Kallik wanted to scramble into a suit and head off at once across the surface of the planetoid. Louis Nenda’s ship was in plain sight, a few hundred meters away, and she was itching to hurry over to it. The need to know if her master was alive or dead made her abandon any thought of caution.

It took a direct order from Hans Rebka to stop her. “Absolutely not,” he said. “I can think of ten ways you might get killed, and there must be twenty more I don’t know about. When you go, one of us goes with you. And you don’t go yet.” At his insistence Kallik settled down on her stubby abdomen and joined the other two in making a first survey of their surroundings.

Even from a distance, the body on which the Dreamboat rested had appeared anomalously massive and anomalously spherical. An hour of observation and measurement added other peculiarities. When Kallik and Hans Rebka finally put on their suits and made a first descent onto the planetoid’s surface, Darya stayed behind, monitored their progress, and entered the physical data into the Dreamboat’s log. A copy was going to J’merlia on Dreyfus-27, together with a note of their safe landing and their location. Darya prepared another copy for tight-beam transmission to Opal, with a request that it be forwarded via the Bose Network to Sentinel Gate.
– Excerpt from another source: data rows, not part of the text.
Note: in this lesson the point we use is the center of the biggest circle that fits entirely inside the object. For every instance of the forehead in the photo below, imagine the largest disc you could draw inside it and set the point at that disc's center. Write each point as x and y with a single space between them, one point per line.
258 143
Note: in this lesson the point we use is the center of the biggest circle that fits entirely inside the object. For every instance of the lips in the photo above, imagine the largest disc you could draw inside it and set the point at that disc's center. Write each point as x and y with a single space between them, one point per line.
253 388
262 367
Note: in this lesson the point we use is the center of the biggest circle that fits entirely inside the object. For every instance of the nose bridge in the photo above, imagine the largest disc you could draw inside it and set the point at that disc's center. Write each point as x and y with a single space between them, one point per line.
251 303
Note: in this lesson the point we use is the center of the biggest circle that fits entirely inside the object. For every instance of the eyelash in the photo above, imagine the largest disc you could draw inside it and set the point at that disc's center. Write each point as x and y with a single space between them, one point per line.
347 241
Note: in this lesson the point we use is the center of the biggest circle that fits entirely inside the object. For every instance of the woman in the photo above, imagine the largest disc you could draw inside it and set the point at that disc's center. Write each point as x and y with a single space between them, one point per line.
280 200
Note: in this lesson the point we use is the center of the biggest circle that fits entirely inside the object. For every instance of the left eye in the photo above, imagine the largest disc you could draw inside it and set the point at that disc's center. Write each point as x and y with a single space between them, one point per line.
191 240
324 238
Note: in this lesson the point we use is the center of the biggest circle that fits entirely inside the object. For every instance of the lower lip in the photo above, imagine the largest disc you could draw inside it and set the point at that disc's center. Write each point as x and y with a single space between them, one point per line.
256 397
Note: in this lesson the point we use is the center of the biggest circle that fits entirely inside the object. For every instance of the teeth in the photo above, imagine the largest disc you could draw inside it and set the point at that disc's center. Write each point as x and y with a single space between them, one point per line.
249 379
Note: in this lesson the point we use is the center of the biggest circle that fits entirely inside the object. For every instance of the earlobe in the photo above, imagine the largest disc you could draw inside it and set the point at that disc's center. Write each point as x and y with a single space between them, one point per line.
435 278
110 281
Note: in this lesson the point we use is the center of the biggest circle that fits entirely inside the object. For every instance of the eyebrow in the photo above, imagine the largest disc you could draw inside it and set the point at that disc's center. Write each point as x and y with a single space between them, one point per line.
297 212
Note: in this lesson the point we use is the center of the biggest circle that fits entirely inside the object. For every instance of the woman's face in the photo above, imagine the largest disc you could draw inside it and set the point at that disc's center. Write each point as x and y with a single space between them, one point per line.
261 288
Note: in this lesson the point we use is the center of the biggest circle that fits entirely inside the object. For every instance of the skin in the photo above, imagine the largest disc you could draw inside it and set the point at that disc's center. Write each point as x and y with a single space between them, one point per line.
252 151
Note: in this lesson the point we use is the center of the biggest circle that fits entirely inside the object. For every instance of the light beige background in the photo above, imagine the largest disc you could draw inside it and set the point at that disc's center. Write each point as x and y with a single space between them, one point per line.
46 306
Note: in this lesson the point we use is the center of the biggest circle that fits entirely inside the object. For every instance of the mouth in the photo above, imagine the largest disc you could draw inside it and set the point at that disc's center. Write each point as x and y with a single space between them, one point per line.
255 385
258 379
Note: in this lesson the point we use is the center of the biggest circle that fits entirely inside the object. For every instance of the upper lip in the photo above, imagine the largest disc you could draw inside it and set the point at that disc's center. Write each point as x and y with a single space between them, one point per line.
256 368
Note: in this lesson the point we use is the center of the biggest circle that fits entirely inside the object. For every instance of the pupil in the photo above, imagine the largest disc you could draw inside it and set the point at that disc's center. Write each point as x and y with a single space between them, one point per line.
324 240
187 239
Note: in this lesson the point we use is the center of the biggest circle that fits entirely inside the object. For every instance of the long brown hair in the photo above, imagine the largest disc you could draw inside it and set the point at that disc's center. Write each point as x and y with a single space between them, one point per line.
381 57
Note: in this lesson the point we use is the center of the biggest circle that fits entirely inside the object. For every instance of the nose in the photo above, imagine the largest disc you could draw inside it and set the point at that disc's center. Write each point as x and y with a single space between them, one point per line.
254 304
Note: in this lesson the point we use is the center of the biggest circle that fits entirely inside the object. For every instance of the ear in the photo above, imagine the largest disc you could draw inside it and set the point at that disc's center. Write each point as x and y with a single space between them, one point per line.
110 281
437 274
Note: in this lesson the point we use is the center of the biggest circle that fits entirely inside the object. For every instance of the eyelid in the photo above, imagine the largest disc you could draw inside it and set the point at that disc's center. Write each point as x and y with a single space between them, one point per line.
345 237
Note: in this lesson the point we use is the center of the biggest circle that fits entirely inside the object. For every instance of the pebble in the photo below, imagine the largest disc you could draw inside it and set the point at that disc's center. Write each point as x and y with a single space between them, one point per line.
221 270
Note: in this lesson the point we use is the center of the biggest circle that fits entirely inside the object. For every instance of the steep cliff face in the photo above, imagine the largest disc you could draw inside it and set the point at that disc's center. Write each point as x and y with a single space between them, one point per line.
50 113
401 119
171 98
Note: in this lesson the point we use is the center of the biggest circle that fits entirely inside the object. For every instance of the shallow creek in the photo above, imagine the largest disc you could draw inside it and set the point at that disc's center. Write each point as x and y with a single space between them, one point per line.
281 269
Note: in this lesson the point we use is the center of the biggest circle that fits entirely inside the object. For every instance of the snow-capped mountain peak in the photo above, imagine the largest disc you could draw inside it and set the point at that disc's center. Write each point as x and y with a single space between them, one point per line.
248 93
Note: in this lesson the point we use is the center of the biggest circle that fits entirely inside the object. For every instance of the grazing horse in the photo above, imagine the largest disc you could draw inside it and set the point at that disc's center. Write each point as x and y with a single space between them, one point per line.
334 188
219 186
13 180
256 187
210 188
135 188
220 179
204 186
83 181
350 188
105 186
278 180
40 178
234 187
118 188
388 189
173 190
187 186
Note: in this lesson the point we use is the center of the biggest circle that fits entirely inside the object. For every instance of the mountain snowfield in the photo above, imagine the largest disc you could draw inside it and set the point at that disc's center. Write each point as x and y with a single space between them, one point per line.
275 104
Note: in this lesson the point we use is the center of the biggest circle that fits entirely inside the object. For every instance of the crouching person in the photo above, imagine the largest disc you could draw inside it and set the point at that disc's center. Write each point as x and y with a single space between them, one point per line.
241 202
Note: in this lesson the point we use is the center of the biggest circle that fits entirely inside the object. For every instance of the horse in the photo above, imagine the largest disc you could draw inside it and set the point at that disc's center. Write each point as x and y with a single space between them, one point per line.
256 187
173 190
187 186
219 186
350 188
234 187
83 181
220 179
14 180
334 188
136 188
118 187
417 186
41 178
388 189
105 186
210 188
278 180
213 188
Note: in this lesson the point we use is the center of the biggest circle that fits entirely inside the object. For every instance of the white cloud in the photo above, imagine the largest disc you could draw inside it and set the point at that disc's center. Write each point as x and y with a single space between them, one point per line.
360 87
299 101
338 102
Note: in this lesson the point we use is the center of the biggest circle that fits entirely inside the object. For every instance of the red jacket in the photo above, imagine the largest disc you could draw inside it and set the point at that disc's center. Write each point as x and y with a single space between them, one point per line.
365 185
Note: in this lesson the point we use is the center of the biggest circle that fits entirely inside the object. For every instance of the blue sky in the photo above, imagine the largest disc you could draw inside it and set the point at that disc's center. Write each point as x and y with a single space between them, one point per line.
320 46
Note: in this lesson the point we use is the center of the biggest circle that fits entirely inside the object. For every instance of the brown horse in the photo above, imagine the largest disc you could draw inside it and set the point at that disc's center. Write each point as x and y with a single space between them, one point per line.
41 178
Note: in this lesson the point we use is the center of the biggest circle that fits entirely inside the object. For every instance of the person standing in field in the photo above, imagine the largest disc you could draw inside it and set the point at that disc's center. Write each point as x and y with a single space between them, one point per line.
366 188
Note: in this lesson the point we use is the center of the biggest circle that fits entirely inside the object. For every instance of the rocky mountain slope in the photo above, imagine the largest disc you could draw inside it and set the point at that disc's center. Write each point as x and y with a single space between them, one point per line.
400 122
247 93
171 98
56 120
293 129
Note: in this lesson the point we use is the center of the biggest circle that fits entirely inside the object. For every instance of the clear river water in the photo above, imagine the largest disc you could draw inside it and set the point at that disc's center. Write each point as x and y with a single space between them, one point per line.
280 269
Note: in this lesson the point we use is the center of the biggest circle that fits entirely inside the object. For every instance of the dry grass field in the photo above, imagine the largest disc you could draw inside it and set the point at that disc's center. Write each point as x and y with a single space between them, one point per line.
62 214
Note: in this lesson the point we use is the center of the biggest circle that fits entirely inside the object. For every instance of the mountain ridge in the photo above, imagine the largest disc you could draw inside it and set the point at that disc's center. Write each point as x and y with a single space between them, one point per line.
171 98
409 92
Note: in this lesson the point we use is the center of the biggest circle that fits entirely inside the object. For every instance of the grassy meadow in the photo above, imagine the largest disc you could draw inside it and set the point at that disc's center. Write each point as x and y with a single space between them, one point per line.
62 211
She smiled to herself as she reviewed the message before sending it out. Just dull statistics, most people would say. She was giving little but the facts. But there would be high excitement over these particular dull statistics when they reached her colleagues on Sentinel Gate and were passed on in turn to Builder specialists in the spiral arm. Every last one of them would want to be here.

She kept an eye on Kallik and Hans, who were moving cautiously away from the Summer Dreamboat, and played back the message before sending it to Opal.

SURFACE TEMPERATURE: 281 K; THE SURFACE OF THE BODY IS WARM, ABOVE THE FREEZING POINT OF WATER. GIVEN ITS ENVIRONMENT, REMOTE FROM MANDEL, IT SHOULD BE HUNDREDS OF DEGREES COLDER.

FIGURE: THE BODY IS A PERFECT SPHERE TO WITHIN THE LIMITS OF OBSERVATION; RADIUS, 1.16 KILOMETERS.

SURFACE GRAVITY: 0.65 GEE; GIVEN ITS SIZE, IT SHOULD BE LESS THAN A THOUSANDTH OF THIS VALUE.

MASS: 128 TRILLION TONS.

DENSITY: ASSUMING HOMOGENEOUS COMPOSITION, 19,600 TONS PER CUBIC METER. NOTE THAT ALTHOUGH THIS IS LESS THAN SOME CECROPIAN COMMERCIAL MATERIALS, IT IS ABOUT 1,000 TIMES AS DENSE AS ANY NATURALLY OCCURRING SUBSTANCE.

ATMOSPHERE: 16 PERCENT OXYGEN, 1 PERCENT CARBON DIOXIDE, 83 PERCENT XENON. THIS IS UNLIKE THE ATMOSPHERE OF ANY PLANET IN THE SPIRAL ARM; THE XENON CONTENT IS AN UNHEARD-OF CONCENTRATION; AND A BODY OF THIS SIZE SHOULD POSSESS NO ATMOSPHERE AT ALL. NOTE THAT THIS ATMOSPHERE WILL SUSTAIN LIFE FOR ALL OXYGEN-BREATHING FORMS OF THE SPIRAL ARM.

MATERIAL COMPOSITION: THE OUTER SURFACE HAS THE APPEARANCE OF SMOOTH, FUSED SILICA. THE INTERNAL COMPOSITION IS UNKNOWN, BUT IT IS OPAQUE TO ELECTROMAGNETIC RADIATION OF ANY WAVELENGTH.